Probing effective nucleon masses with heavy-ion collisions

It has been generally accepted that momentum-dependent potentials for neutrons and protons at energies well away from the Fermi surface cause both to behave as if their inertial masses are effectively 70% of the vacuum values. This similarity in effective masses may no longer hold in dense neutron-rich regions within neutron stars, core-collapse supernovas, and nuclear collisions. There differences in the momentum-dependent symmetry potentials may cause neutron and proton effective masses to differ significantly. We investigate this effect by measuring the energy spectra of neutrons, protons, and charged particles emitted in ${}^{112}\mathrm{Sn}+{}^{112}\mathrm{Sn}$ and ${}^{124}\mathrm{Sn}+{}^{124}\mathrm{Sn}$ collisions at $E_{\mathrm{beam}}/A=50$ and 120 MeV with precision sufficient to distinguish, in principle, between effective interactions with very different values of the neutron and proton effective masses.

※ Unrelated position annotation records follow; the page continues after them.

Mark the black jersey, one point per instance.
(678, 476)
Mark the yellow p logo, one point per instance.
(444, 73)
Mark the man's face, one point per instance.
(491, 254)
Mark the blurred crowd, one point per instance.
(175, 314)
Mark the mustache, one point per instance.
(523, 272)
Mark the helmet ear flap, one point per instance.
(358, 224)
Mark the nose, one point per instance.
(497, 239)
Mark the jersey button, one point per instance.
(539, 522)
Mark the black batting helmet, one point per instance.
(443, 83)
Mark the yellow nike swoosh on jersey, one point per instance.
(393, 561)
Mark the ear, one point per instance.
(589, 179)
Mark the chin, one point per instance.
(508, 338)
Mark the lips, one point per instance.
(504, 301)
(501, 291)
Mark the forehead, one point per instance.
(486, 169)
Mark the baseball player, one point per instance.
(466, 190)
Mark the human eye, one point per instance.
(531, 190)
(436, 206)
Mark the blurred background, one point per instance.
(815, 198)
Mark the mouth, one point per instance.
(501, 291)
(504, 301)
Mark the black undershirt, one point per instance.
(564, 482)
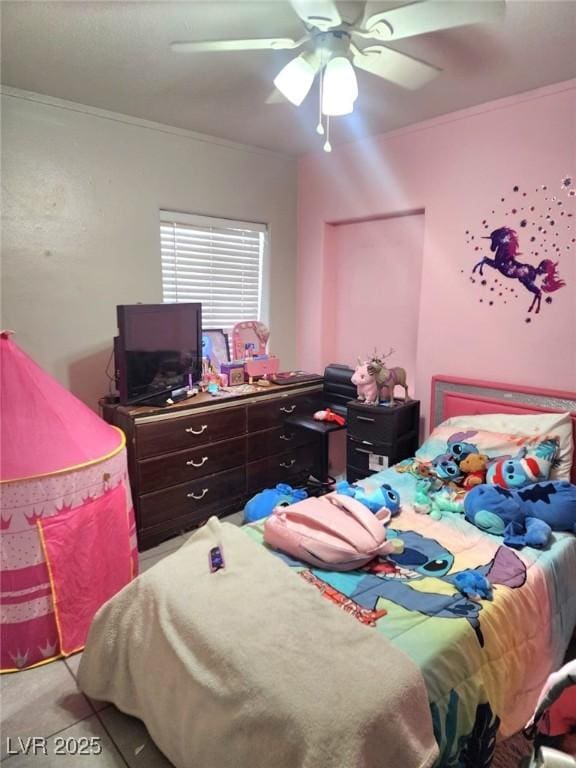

These data and model comparisons point the way towards future advances in our capabilities to understand the density and momentum dependence of the nuclear symmetry energy.

Figure 1

(a) Free neutron, (d) free proton, (b) CI neutron, (e) CI proton spectra from the ${}^{124}\mathrm{Sn}+{}^{124}\mathrm{Sn}$ reaction at 50 MeV, (c) CI neutron, and (f) CI proton spectra from the ${}^{124}\mathrm{Sn}+{}^{124}\mathrm{Sn}$ reaction at $E_{\mathrm{beam}}/A=120\mathrm{MeV}$ (black data points) compared to ImQMD-Sky calculations (solid and dashed lines).

Figure 2

Neutron to proton double ratio [Eq. (3)] for $\mathrm{Sn}+\mathrm{Sn}$ collisions at (a) $E_{\mathrm{beam}}/A=50\mathrm{MeV}$ and (b) 120 MeV.